This report is part of the Centre for Risk Studies’ suite of stress test scenario reports, developed to explore management processes for dealing with an extreme shock. It is not a prediction.
The scenario quantifies the effects of a conflict catastrophe, where Japan and China carry out military strikes on each other, without provoking the military involvement of their allies. This clash follows an escalation of tensions over several months and is eventually ended by international intervention led by Russia and the United States.

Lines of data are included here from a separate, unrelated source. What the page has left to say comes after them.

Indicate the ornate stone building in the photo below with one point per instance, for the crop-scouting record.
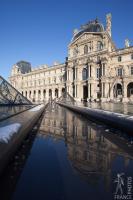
(95, 70)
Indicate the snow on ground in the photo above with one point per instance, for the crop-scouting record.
(37, 108)
(6, 132)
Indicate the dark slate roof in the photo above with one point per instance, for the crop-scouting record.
(93, 26)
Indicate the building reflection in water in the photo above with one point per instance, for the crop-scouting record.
(91, 154)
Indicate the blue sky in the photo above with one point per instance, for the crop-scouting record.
(39, 31)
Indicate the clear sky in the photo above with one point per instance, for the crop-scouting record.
(39, 31)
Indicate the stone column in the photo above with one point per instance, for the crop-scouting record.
(124, 99)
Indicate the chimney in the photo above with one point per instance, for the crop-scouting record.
(109, 23)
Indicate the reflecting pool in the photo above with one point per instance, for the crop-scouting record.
(6, 111)
(70, 158)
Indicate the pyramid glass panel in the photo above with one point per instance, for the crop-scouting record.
(9, 95)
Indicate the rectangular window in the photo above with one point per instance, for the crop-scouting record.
(103, 69)
(103, 89)
(119, 72)
(90, 70)
(98, 73)
(131, 70)
(68, 75)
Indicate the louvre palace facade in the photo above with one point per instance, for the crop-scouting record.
(94, 70)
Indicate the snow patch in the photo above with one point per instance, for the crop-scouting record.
(37, 108)
(8, 131)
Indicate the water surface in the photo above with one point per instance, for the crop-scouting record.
(71, 158)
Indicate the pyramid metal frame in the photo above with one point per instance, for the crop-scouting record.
(10, 96)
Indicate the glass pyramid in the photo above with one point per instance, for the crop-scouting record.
(9, 95)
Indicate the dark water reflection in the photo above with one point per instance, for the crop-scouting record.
(125, 108)
(73, 159)
(6, 111)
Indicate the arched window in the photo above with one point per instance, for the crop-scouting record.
(85, 49)
(99, 45)
(85, 74)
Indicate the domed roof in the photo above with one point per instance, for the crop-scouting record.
(92, 26)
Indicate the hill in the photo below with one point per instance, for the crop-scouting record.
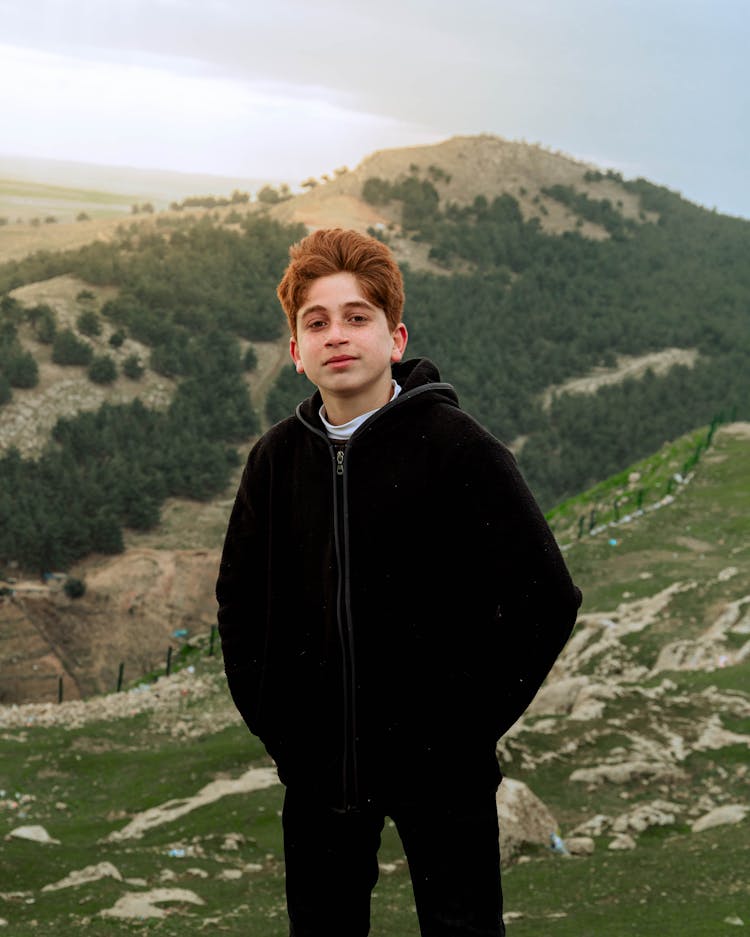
(584, 318)
(157, 800)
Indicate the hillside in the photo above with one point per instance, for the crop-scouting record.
(584, 318)
(157, 801)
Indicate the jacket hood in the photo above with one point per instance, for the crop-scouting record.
(416, 376)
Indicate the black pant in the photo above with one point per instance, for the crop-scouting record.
(453, 853)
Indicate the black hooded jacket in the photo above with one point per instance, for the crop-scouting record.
(388, 610)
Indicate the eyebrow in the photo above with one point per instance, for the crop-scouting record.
(352, 304)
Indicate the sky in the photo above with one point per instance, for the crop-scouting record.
(289, 89)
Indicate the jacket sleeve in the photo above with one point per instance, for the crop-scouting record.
(240, 592)
(523, 574)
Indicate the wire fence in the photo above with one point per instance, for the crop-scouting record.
(51, 687)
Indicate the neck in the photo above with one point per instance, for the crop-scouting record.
(340, 410)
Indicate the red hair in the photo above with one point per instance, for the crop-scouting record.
(334, 250)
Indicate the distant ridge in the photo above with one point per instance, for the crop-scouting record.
(158, 185)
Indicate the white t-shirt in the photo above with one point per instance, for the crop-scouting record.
(343, 433)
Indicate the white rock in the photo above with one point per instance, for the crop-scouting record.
(91, 873)
(596, 826)
(640, 818)
(523, 818)
(622, 841)
(720, 816)
(144, 904)
(580, 845)
(36, 834)
(558, 698)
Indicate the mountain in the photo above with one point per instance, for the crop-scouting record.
(157, 801)
(584, 318)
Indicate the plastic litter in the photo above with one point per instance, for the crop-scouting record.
(557, 845)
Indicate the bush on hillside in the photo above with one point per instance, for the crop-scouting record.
(74, 588)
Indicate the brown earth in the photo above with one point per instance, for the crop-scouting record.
(133, 605)
(470, 166)
(164, 581)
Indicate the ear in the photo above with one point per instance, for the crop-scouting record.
(296, 357)
(400, 338)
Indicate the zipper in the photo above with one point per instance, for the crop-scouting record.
(350, 781)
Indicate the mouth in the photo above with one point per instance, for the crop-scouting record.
(340, 359)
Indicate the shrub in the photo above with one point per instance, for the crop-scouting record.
(21, 369)
(250, 359)
(44, 323)
(67, 348)
(102, 370)
(74, 588)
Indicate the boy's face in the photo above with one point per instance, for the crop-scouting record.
(345, 346)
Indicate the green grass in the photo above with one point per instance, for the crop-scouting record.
(86, 783)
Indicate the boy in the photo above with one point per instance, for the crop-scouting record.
(391, 599)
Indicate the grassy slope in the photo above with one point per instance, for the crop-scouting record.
(86, 782)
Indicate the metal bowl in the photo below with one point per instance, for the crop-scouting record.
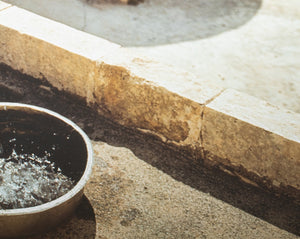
(37, 130)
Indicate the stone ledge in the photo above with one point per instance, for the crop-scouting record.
(4, 5)
(258, 140)
(227, 128)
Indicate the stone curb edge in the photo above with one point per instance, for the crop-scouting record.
(240, 134)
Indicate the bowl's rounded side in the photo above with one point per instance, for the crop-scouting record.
(32, 220)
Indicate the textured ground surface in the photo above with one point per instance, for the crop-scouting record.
(250, 45)
(142, 189)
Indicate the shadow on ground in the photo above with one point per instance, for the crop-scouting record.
(279, 211)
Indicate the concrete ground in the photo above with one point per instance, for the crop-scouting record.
(250, 45)
(142, 189)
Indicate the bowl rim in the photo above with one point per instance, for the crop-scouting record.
(79, 185)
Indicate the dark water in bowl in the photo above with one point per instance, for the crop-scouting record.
(27, 180)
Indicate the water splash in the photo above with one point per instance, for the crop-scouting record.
(27, 180)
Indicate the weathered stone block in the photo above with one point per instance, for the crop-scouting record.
(257, 140)
(46, 49)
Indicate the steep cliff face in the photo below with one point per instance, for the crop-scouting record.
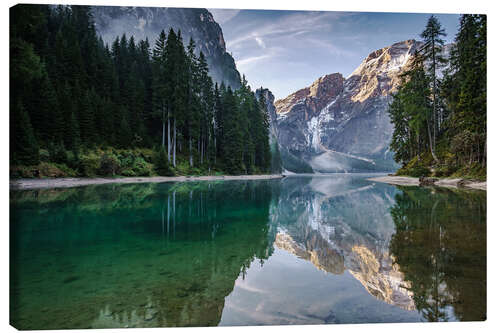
(147, 22)
(276, 163)
(339, 227)
(341, 124)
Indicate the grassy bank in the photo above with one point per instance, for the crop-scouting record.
(112, 162)
(424, 165)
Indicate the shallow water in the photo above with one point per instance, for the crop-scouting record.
(302, 250)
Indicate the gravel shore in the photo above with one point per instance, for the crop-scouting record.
(32, 184)
(445, 182)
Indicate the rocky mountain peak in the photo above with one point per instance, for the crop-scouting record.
(341, 124)
(378, 74)
(147, 22)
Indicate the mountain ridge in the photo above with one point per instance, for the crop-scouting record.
(147, 22)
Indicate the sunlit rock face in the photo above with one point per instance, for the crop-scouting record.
(341, 227)
(341, 124)
(271, 110)
(147, 22)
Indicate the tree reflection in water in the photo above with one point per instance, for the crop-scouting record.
(440, 246)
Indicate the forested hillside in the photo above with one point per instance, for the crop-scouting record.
(440, 120)
(136, 107)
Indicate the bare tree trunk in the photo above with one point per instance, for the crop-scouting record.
(190, 152)
(168, 136)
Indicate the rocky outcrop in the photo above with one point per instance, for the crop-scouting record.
(267, 95)
(339, 226)
(341, 124)
(147, 22)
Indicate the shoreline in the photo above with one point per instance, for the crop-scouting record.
(445, 182)
(49, 183)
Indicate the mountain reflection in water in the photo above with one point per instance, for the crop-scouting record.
(302, 250)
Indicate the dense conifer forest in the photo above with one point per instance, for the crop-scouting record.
(80, 107)
(440, 120)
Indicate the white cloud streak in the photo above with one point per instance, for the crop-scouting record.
(221, 16)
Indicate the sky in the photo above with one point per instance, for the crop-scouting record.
(285, 51)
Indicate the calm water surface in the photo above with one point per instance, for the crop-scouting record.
(301, 250)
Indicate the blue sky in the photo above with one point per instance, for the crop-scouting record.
(287, 50)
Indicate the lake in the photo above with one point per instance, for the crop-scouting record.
(320, 249)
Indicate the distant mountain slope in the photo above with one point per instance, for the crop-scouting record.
(340, 124)
(147, 22)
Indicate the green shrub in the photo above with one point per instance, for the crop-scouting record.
(415, 168)
(88, 165)
(57, 153)
(44, 155)
(162, 165)
(109, 165)
(22, 171)
(142, 168)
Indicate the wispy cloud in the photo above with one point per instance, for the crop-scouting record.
(260, 42)
(221, 16)
(251, 60)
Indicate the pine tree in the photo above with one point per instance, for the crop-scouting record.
(432, 53)
(24, 147)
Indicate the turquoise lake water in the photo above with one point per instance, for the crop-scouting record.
(299, 250)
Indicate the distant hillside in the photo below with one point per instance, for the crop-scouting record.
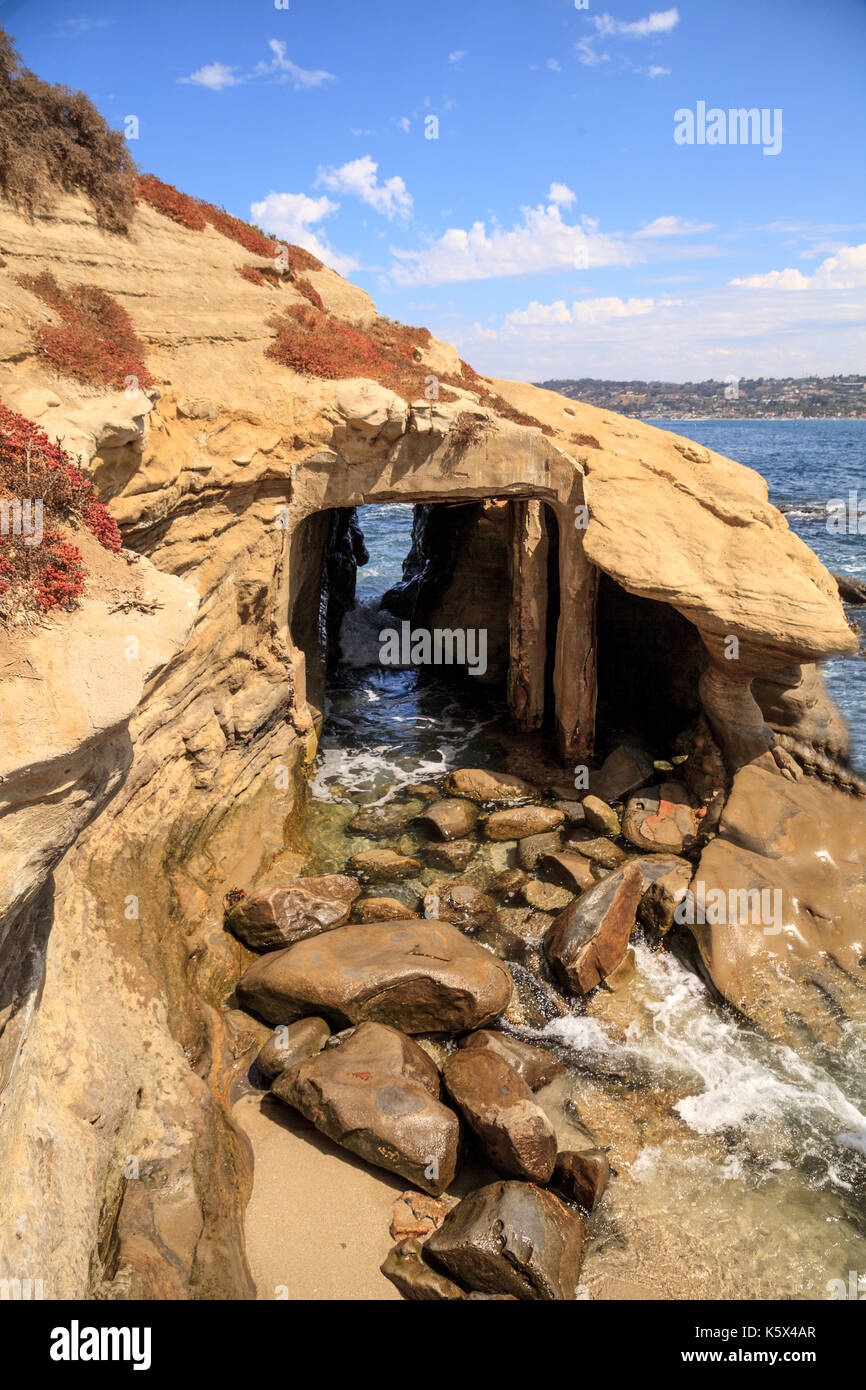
(736, 398)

A period of ‘Long Peace’ has dominated since the Second World War. During this period, it is difficult to imagine a major conflict breaking out. Surveys of people’s risk perception suggest that the threat of interstate conflict is underestimated. Therefore, in this report a review of political science and conflict studies is used to identify a category of conflict that is plausible for modern political conditions, but severe enough to challenge assumptions about the status quo.
- The world’s economy suffers from the shock waves of the conflict. Exports from China and Japan to other countries are severely reduced, along with their imports.
- The conflict triggers a global recession, which persists over several years. The overall effect is measured in lost GDP output over five years, ranging from $17 to $34 trillion, depending on the scenario variant in question.
- The market impact of this scenario results in a standardised high-quality, low-risk portfolio seeing returns that are 20-50% worse than expected for 2.5 to seven years. US, UK and Eurozone assets are associated with most of the losses.